View on GitHub

QuEST_workshop

Workshop on scientific writing for QuEST, April 2021

Example: Homophily in authorship

Stefano Allesina QuEST Workshop, U. Vermont, Apr 2021

Introduction

We want to test whether authors are more likely to collaborate with other authors of the same sex. To test this idea, we use the probability that the first (last) author was assigned a certain sex at birth, computed as the frequency of a certain name/sex combination in the data from the Social Security Administration.

Data

We take all the articles for which we have an estimate of the probability that the first author and the last author are female. Importantly, we exclude papers with only a single author, as in those cases the first and last authors are the same person!

library(tidyverse)
dt <- read_csv("../data/plos_compbio.csv")
# filter data
dt2 <- dt %>% 
  filter(document_type == "Article") %>% 
  filter(!is.na(first_au_F), !is.na(last_au_F)) %>% 
  filter(!is.na(num_authors)) %>% filter(num_authors > 1)

As you can see, the data contain various combinations (including the “corners” M/M, M/F, F/M, F/F):

pl1 <- ggplot(dt2) + 
  aes(x = first_au_F, y = last_au_F) + 
  geom_point(alpha = 0.1) + 
  theme_bw()
show(pl1)

Note also that we have more density close to (0, 0), (0, x) and (x, 0), consistently with the fact that the number of women first/last authors has been increasing, but is still below that of men.

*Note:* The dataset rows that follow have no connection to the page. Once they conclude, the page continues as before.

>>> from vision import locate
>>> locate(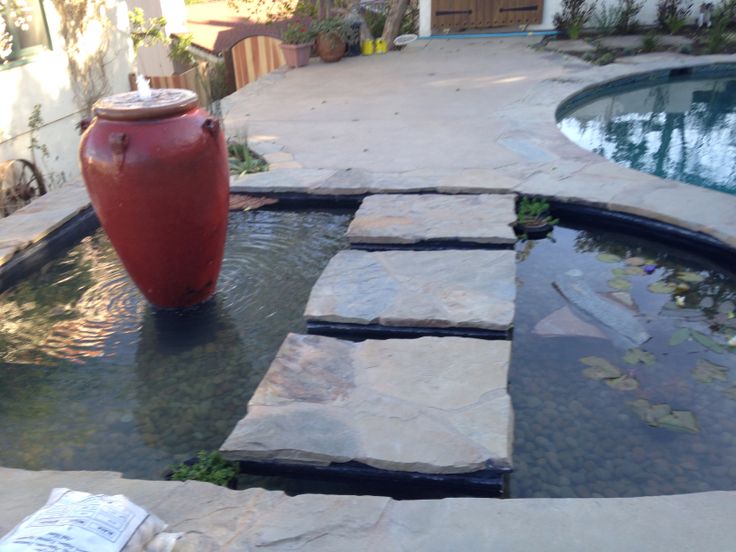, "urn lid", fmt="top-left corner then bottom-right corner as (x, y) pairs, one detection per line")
(92, 88), (198, 121)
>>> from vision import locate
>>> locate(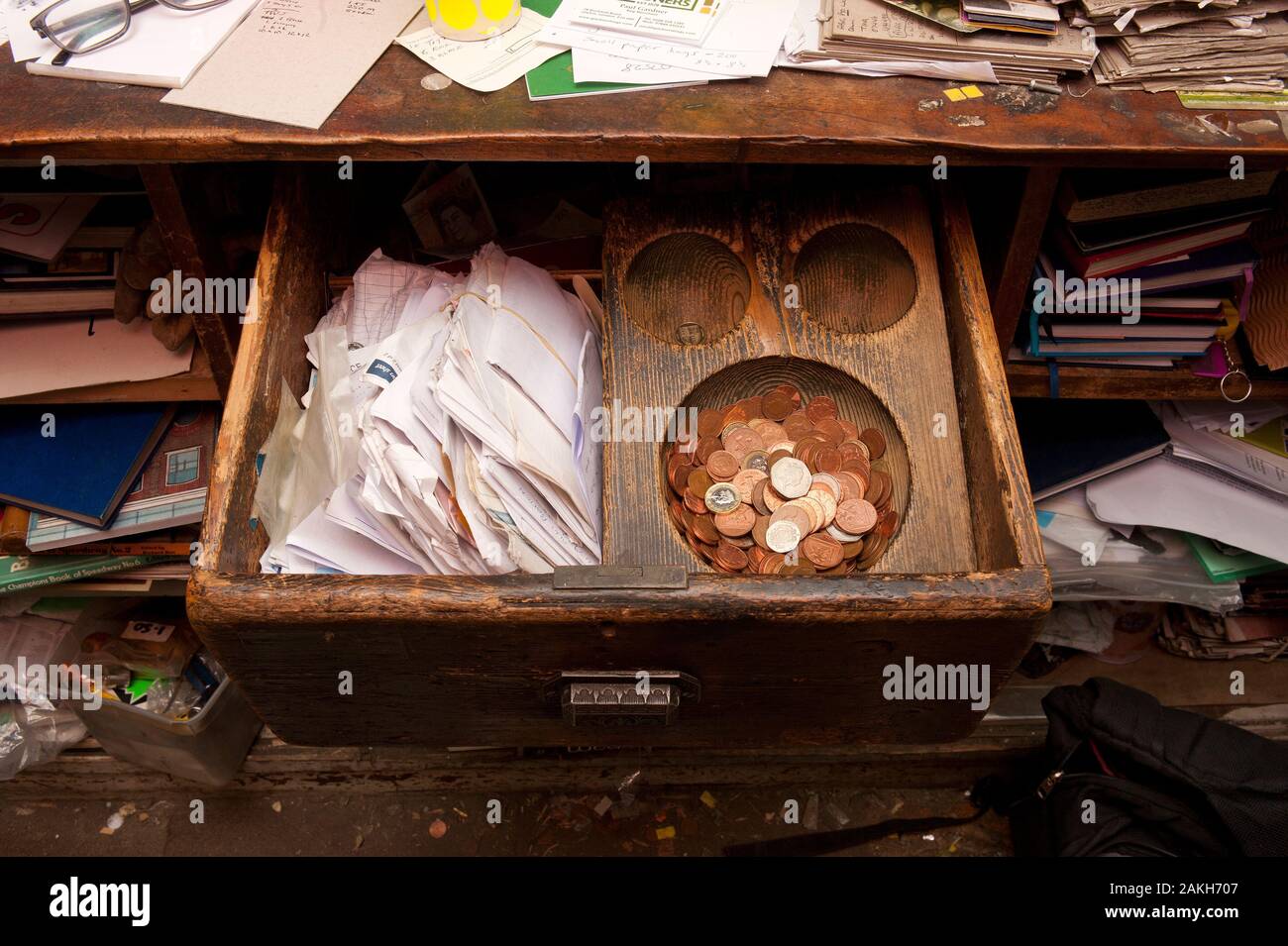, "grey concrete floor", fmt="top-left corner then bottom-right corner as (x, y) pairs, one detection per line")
(0, 788), (1010, 857)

Strategy 1: correlation + randomization

We compute the correlation between first_au_F and last_au_F, then repeatedly randomize the data and check whether the observed correlation is higher than expected:

compute_corr_authors <- function(x) return(cor(x$first_au_F, x$last_au_F))
observed <- compute_corr_authors(dt2)
num_randomizations <- 5000
randomized <- sapply(1:num_randomizations, function(x) {
  tmp <- dt2 %>% mutate(first_au_F = sample(first_au_F)) 
  return(compute_corr_authors(tmp))
  })

Now plot and compute a p-value

pl2 <- ggplot(data = tibble(correlation = randomized)) + aes(x = correlation) + 
  geom_histogram(binwidth = 0.005, fill = "azure2", colour = "black") + 
  geom_vline(xintercept = observed, colour = "red") + 
  theme_bw()
show(pl2)

print("p(observed <= randomized)")
print(sum(observed <= randomized) / length(randomized))
# [1] "p(observed <= randomized)"
# [1] 2e-04

Showing that the correlation is positive, and higher than what expected.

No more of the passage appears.